Federico Fellini è considerato uno dei maggiori registi della storia del cinema, nell’arco di quasi quarant’anni, da Lo sceicco bianco (1952) a La voce della luna (1990), ha vinto cinque premi Oscar e dato vita a personaggi memorabili. I suoi film più celebri La strada, Le notti di Cabiria, La dolce vita, 8½ e Amarcord sono entrati nell’immaginario collettivo cambiando il concetto di cinema e influenzando intere generazioni di registi (come racconta Spielberg).
Fellini a sedici anni è già innamorato del cinema, inizia da giovanissimo a disegnare fumetti satirici e a scrivere sui giornali, per poi cimentarsi nella sceneggiatura radiofonica e cinematografica. Roberto Rossellini lo chiama per collaborare a Roma città aperta e continua a lavorare come sceneggiatore con Lattuada, Germi e Comencini.
Il momento cruciale per Fellini è proprio il passaggio alla regia, quando non pensava di fare il regista ma credeva di bivaccare sornione nel limbo della sceneggiatura, irresponsabile e lontano dal lavoro collettivo. Il primo giorno di lavorazione de Lo sceicco bianco (1952) si rivela un fallimento: non riesca a girare neanche un’inquadratura. Parte da Roma all’alba con la sua Cinquecento, con il batticuore come poco prima di un esame, e si ferma a pregare in chiesa perché il portone che si apre gli sembra di buon auspicio.
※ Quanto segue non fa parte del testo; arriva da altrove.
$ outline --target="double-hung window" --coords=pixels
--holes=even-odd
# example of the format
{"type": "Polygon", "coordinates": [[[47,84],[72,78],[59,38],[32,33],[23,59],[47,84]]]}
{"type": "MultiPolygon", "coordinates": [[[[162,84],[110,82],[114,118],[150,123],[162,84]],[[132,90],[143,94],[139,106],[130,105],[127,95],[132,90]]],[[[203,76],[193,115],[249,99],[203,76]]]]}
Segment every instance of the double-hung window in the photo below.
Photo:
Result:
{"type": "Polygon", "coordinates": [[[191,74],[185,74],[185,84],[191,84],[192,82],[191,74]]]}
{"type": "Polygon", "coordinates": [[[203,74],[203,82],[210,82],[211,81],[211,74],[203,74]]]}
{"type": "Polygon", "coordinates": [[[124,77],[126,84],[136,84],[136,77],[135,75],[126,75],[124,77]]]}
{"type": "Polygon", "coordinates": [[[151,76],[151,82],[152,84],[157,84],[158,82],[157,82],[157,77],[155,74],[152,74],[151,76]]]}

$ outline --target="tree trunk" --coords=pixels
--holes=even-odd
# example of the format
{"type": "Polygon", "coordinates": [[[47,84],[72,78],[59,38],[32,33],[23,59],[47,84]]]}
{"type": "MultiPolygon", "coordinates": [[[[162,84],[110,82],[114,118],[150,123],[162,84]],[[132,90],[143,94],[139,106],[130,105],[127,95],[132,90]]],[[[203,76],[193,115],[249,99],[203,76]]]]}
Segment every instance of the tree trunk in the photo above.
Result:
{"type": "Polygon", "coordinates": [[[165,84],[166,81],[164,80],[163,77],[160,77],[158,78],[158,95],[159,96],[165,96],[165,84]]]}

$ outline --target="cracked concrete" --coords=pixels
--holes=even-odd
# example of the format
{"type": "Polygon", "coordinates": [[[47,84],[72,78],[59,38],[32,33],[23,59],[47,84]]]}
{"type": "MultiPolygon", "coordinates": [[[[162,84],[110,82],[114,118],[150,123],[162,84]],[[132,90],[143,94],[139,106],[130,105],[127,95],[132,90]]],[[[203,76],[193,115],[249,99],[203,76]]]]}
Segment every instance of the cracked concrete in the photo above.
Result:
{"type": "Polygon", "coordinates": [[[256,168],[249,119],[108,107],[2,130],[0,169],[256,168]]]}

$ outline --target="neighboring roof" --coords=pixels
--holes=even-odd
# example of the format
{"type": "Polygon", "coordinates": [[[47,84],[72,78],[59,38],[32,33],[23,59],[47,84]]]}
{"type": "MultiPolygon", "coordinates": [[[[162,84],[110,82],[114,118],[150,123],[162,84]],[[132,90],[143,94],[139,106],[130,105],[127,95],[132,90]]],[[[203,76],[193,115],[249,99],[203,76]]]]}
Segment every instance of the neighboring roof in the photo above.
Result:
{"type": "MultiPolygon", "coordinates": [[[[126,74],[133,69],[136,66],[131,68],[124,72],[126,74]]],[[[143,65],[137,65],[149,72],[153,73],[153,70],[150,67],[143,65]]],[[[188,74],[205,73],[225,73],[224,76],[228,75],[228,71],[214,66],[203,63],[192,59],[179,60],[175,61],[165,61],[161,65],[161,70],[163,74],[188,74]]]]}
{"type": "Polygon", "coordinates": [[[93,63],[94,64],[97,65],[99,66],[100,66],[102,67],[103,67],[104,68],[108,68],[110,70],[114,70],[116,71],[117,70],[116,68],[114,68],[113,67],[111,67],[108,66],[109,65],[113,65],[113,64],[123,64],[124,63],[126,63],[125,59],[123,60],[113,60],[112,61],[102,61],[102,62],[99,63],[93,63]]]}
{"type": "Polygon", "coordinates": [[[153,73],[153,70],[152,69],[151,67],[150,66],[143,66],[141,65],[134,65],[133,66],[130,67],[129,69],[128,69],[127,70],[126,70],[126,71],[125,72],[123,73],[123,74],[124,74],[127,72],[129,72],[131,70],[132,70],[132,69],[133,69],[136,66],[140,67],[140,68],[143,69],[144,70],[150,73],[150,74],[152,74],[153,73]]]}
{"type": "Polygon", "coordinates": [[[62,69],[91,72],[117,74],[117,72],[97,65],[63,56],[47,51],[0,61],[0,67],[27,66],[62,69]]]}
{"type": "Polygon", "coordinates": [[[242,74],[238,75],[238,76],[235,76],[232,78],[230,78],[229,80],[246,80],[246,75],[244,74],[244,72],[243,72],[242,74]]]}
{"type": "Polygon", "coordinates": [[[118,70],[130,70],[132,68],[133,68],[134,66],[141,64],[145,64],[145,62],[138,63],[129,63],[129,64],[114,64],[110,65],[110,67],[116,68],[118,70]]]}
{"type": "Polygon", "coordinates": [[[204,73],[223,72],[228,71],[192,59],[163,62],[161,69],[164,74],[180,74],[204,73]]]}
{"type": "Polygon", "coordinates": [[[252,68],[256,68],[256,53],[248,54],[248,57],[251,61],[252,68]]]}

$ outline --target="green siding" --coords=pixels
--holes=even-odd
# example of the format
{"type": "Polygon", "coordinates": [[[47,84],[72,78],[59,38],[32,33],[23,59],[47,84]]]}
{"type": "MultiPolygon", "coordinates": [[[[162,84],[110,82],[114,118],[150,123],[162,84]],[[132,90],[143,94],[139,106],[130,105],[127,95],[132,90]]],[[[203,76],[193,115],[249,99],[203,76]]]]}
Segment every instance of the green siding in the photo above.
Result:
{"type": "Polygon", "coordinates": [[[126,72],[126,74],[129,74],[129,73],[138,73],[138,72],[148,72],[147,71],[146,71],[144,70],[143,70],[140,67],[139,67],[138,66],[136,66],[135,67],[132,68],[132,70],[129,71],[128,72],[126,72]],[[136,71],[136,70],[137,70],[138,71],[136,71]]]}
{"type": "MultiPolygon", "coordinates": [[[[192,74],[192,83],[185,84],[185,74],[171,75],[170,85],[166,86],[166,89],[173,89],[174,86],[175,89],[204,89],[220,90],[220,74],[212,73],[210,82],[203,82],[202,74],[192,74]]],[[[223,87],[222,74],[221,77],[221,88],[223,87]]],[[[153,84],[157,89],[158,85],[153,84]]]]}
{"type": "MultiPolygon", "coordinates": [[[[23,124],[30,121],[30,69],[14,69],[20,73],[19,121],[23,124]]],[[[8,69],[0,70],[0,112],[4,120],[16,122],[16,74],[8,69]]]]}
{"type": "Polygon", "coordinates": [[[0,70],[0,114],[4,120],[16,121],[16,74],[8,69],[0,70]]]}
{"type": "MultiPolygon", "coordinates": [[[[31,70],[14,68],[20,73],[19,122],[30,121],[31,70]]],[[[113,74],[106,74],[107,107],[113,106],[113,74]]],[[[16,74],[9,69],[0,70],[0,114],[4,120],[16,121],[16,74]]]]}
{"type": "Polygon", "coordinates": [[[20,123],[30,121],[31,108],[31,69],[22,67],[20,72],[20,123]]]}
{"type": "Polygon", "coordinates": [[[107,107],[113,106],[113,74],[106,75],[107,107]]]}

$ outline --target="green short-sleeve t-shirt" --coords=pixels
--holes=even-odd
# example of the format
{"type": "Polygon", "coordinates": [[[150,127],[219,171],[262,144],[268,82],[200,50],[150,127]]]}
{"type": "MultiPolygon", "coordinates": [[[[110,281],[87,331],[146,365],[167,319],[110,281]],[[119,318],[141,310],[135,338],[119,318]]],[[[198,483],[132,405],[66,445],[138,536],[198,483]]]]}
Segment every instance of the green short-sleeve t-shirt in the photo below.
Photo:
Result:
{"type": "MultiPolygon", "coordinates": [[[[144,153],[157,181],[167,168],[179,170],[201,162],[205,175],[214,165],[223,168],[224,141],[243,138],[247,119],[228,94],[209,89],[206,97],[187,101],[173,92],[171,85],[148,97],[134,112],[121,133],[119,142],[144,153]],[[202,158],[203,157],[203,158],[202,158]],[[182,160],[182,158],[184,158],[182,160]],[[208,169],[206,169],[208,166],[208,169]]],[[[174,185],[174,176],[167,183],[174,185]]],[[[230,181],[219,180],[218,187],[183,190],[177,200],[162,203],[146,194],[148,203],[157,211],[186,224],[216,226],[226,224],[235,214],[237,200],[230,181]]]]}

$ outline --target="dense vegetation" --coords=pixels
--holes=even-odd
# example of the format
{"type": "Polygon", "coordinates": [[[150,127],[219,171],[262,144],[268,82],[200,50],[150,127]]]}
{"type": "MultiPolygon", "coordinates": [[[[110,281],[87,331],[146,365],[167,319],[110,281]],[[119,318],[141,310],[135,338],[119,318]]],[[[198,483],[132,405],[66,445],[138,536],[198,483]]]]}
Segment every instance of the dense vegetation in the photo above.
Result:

Sulla strada buca una gomma e soffre al pensiero di essere in ritardo per la sua prima regia, per buon cuore un camionista siciliano gli cambia la ruota ma il coraggio è un servizio extra che non fornisce nessuno. La paura di Fellini è fortissima e mentre il motoscafo lo porta verso il barcone, dove già da un’ora è imbarcata tutta la troupe, non si ricorda neanche la trama del film; ma poi, posa il piede sul set ed è pronto all’avventura.
Lo sceicco bianco è un’opera creata da quelli che sarebbero stati i grandi nomi del cinema italiano: Michelangelo Antonioni è coautore del soggetto, Ennio Flaiano della sceneggiatura e il protagonista è un giovane Alberto Sordi. Il film ha uno stile umoristico e onirico che viene definito fantarealismo. La pellicola esordisce al Festival di Venezia, dove subisce lo snobismo di critica e pubblico, gli stessi che l’anno successivo lo premiano con il Leone d’Oro per I vitelloni.
Fellini nella sua opera prima smonta gli idoli, le illusioni e i fenomeni di costume della borghesia provinciale italiana del dopoguerra. La sua attenzione è però rivolta soprattutto ai sentimenti della protagonista e alla piccola tragedia personale che si compie nel cuore di Wanda, prima che nella vita dei coniugi Cavalli. Wanda (Brunella Bovo) ed Ivan (Leopoldo Trieste), sono in viaggio di nozze a Roma. Lei ne approfitta per recarsi alla redazione del suo fotoromanzo preferito per incontrare il protagonista: lo Sceicco bianco (Alberto Sordi).
Wanda capisce presto che il suo idolo è un uomo patetico e volgare e ne respinge le pesanti avances. Afflitta tenta di gettarsi nel Tevere ma viene salvata, mentre Ivan la cerca per tutta Roma e vive delle rocambolesche avventure che lo portano a dormire con una prostituta – senza però tradire la moglie. I due alla fine si ritrovano, un po’ disillusi e senza eroi.
In questa pellicola è palese la nostalgia felliniana per le icone popolari, che sempre l’hanno sedotto, La vita vera è quella dei sogni dice una signora alla spaesata Wanda e, man mano che la giovane vede il suo sogno svanire, le luci si fanno opache e Fellini ci mostra le bassezze di chi si preoccupa dell’onore, delle conoscenze in Vaticano e della retorica patriottica, prima che dei sentimenti.
Lo Sceicco Bianco è una commedia nel senso più stretto del termine, tratta il dramma umano, quello risibile, che racconta le illusioni e le spoglia e permette di grattare oltre la superfice della satira ecclesiastica, collegiale e goliardica. Perché alla fine il cinema, come la vita, a volte è un circo, un varietà di marcette e udienze pontificie e idoli vecchi e nuovi e siamo un po’ tutti borghesi e provinciali, mentre scordiamo l’autenticità per inseguire i miti.